Они виделись редко, в основном общались по электронной почте, и Люба знала: если Владимир Федорович вызывает ее к себе, это предвещает хорошую головомойку. Как могла, она оттягивала встречу, ссылалась на большую занятость, предлагала исправить текст, пусть Владимир Федорович вышлет ей замечания, но он был непреклонен. И Люба, нарядившись получше, чтобы совсем не упасть духом после редакторского разноса, поехала к нему домой.
Владимир Федорович был типичным гуманитарным мужчиной устаревшего образца. Невысокий, худощавый, но слегка обмякший субъект лет шестидесяти, с небрежной седой бородой, в одежде он предпочитал свободные фланелевые брюки и вязаные кофты, под которые, впрочем, неизменно поддевал сорочки с галстуком. Но Люба с легкостью могла представить, как в молодые, полные огня годы ее редактор чешет на работу в кедах, джинсах фабрики «Салют» и ковбойке, с реющей по ветру бородой.
Он жил на последнем этаже, скорее даже в мансарде, старого дома на Садовой. В квартире царил тот симпатичный беспорядок, который бывает у интеллигентов, живущих напряженной духовной жизнью. Все стены, даже в коридоре, были заставлены стеллажами с книгами. Владимир Федорович как-то сказал Любе, что его жена время от времени пытается систематизировать словари, справочники, художественную и научную литературу, однако тома быстро перемешиваются снова.

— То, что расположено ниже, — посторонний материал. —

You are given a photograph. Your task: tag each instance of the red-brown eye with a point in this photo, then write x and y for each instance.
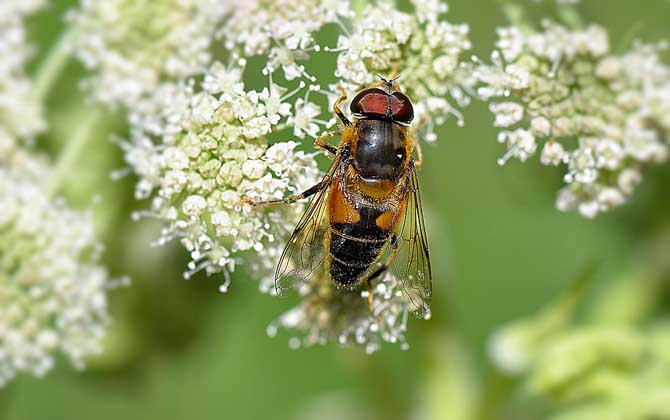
(370, 103)
(401, 108)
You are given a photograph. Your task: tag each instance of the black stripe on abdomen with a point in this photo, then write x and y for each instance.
(355, 246)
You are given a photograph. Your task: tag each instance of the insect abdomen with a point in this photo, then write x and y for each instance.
(354, 247)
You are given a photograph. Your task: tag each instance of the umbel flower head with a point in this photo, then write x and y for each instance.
(554, 88)
(20, 116)
(52, 289)
(133, 45)
(204, 139)
(367, 318)
(427, 49)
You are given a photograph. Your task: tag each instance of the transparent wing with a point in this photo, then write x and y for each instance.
(411, 265)
(305, 254)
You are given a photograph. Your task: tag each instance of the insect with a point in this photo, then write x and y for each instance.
(365, 216)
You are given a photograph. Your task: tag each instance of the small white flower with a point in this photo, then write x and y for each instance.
(507, 113)
(570, 86)
(553, 154)
(52, 290)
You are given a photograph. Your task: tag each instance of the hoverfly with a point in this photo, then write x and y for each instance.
(365, 216)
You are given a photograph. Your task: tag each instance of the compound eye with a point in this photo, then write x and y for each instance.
(370, 103)
(401, 108)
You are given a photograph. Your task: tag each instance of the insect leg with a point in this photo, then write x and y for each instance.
(394, 71)
(381, 270)
(291, 198)
(419, 154)
(321, 142)
(336, 108)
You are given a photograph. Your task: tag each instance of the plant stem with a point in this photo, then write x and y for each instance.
(570, 17)
(73, 149)
(358, 6)
(516, 15)
(52, 66)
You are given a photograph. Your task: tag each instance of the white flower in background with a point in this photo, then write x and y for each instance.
(326, 314)
(556, 86)
(209, 153)
(52, 289)
(282, 29)
(426, 50)
(202, 140)
(20, 116)
(131, 45)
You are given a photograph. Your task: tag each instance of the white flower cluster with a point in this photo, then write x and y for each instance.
(52, 290)
(133, 45)
(282, 29)
(426, 50)
(560, 87)
(368, 318)
(207, 152)
(202, 140)
(19, 115)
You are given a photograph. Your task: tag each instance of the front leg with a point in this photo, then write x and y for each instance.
(291, 198)
(381, 270)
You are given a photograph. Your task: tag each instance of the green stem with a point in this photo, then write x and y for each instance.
(516, 16)
(358, 6)
(72, 150)
(570, 17)
(52, 66)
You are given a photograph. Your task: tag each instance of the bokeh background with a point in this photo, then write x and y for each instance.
(180, 349)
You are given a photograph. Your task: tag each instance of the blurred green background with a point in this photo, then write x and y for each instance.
(180, 349)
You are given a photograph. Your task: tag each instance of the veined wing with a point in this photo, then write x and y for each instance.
(411, 265)
(305, 254)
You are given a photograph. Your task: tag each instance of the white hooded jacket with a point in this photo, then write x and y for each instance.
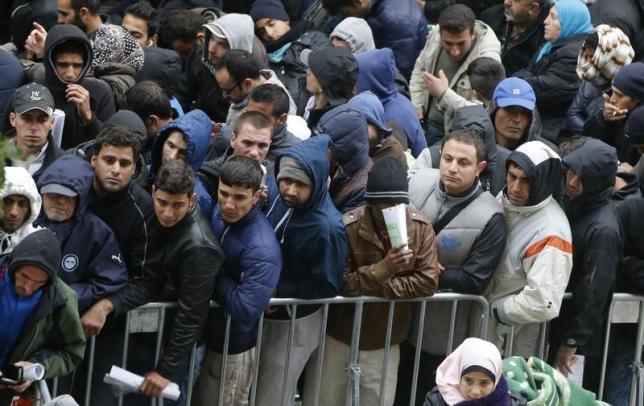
(19, 182)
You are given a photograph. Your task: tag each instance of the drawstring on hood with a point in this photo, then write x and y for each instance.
(60, 34)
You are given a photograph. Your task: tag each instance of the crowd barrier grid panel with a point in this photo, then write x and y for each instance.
(353, 369)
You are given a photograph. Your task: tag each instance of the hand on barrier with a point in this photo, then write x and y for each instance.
(153, 384)
(93, 319)
(565, 358)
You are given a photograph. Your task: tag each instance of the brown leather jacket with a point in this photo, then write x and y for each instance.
(367, 274)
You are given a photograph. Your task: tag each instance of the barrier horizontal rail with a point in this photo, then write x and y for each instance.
(353, 369)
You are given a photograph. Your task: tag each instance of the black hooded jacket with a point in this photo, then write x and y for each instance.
(515, 55)
(191, 259)
(101, 97)
(597, 244)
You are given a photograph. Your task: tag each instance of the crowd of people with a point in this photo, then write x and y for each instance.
(198, 151)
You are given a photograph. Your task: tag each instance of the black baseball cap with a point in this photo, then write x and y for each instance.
(33, 96)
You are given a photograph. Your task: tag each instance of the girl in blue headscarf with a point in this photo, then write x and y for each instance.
(567, 18)
(552, 73)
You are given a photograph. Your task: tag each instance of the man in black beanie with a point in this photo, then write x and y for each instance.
(627, 93)
(377, 266)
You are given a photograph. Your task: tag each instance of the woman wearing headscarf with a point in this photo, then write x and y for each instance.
(118, 57)
(605, 51)
(472, 376)
(552, 73)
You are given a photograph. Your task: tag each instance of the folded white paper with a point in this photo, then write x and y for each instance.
(125, 381)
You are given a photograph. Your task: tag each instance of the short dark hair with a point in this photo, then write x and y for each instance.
(240, 65)
(175, 176)
(241, 171)
(72, 46)
(333, 6)
(271, 93)
(254, 118)
(179, 24)
(485, 74)
(91, 5)
(148, 98)
(118, 135)
(146, 12)
(469, 137)
(456, 18)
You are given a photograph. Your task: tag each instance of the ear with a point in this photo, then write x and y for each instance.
(480, 167)
(281, 120)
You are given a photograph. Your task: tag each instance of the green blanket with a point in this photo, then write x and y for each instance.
(542, 385)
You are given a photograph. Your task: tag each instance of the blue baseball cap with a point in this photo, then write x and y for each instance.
(514, 92)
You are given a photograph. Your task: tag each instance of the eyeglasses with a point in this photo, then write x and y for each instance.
(227, 92)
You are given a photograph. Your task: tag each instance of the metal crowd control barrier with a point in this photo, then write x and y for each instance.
(625, 309)
(353, 368)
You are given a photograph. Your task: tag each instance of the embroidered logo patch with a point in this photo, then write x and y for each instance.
(70, 262)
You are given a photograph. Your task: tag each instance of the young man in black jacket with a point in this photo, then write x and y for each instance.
(519, 26)
(129, 211)
(191, 259)
(597, 240)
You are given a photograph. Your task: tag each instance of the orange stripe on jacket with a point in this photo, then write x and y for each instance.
(552, 241)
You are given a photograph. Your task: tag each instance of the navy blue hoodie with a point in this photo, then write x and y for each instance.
(377, 73)
(196, 128)
(313, 239)
(91, 264)
(349, 134)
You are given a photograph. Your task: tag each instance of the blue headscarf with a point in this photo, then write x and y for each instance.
(574, 18)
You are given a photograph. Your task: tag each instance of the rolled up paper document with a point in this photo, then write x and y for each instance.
(396, 222)
(33, 372)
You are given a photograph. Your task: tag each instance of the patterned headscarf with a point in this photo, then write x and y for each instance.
(113, 44)
(612, 53)
(574, 19)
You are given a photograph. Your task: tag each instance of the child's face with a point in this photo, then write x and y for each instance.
(475, 385)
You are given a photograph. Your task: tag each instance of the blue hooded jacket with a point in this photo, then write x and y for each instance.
(91, 264)
(574, 18)
(249, 275)
(399, 25)
(377, 73)
(313, 239)
(349, 134)
(196, 128)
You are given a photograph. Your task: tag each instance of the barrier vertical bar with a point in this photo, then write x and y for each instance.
(191, 374)
(90, 370)
(602, 376)
(452, 327)
(419, 342)
(637, 361)
(157, 351)
(126, 347)
(224, 361)
(318, 368)
(385, 362)
(289, 345)
(353, 369)
(258, 351)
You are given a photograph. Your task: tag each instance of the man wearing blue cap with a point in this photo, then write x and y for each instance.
(515, 101)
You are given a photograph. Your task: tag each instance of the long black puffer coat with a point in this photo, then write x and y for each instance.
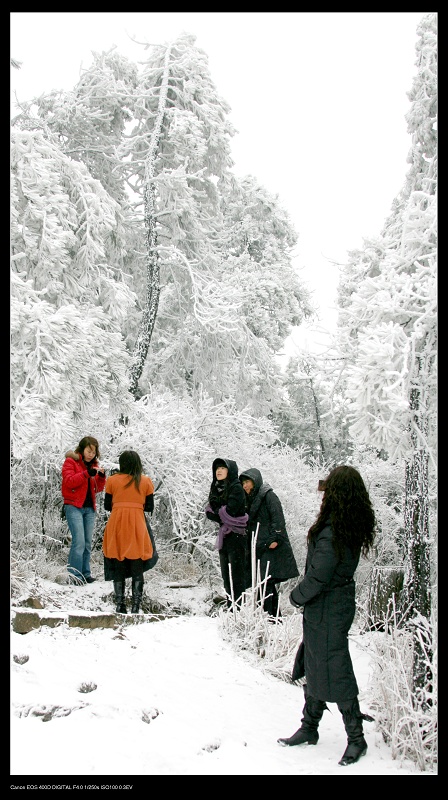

Любин редактор был литературоведом, но, будучи обременен семьей и многочисленными внуками, вышел на пенсию после многих лет работы в университете и стал трудиться на плодородной ниве массовой культуры, превратившись в нечто вроде литературного доктора Джекила и мистера Хайда в одном лице. Днем он мирно занимался сентиментальными любовными романами и сценариями, а вечером, подключаясь к Интернету, запускал туда едкие статьи, где подвергал массовую культуру убийственной критике. Особенно от него доставалось сентиментальному жанру.
Люба тяжело вздохнула. Была всего половина третьего дня, но она не сомневалась, что, несмотря на неурочный час, ей придется иметь дело с темной, мистер-хайдовской, стороной его натуры.
Однако вопреки ожиданиям Владимир Федорович встретил ее доброжелательно.
– Заходи-заходи, голубушка, – хлопотливо сказал он, – сейчас чайку попьем.
Они прошли в большую, в два окна, кухню, где не так давно редактор поставил красивые итальянские шкафчики. Любе очень нравились плетеные дверцы, рядом с ними даже старенькая эмалированная плита смотрелась прилично. Владимир Федорович достал большие глиняные кружки, налил абрикосового варенья в хрустальную вазочку на длинной тонкой ноге, нарезал на одной доске батон и лимончик и вытащил из холодильника фаянсовую масленку в форме тыквы. Довершили разномастную сервировку ложки старинного серебра с вензелями на ручках. Люба спохватилась и достала из сумочки плитку горького шоколада, весьма любимого Владимиром Федоровичем.
Не чинясь она сделала толстый бутерброд с вареньем и ела его, время от времени, как хамелеон, подхватывая языком падающие с булки капли сиропа, а редактор растворил окно и со вкусом запыхтел жуткой сигареткой без фильтра.
– Вот что, Люба, я хотел сказать тебе, голубушка моя, – начал редактор. – Прочтя твой новый синопсис, я пришел к выводу, что он никуда не годится.
Люба поскорее проглотила кусок бутерброда. Такого ей еще ни разу не говорили. Она-то была уверена, что речь пойдет о ее предыдущем сценарии, а синопсис нового, думала Люба, он еще даже не смотрел. Она настроилась на долгую конструктивную работу по исправлению недочетов, а сейчас… Как можно работать над двумя страницами текста, к тому же никуда не годного? Только переписать его заново. И что значит – никуда не годится? Люба похолодела. Она хорошо придумывала сюжеты, да и разрабатывала их тоже прилично. Владимир Федорович всегда говорил, что очень уважает ее как автора и периодически устраивает ей аутодафе не потому, что она выдает халтуру, а потому, что чувствует в ней большой потенциал. Неужели она исписалась, вычерпала до дна весь запас своих творческих возможностей?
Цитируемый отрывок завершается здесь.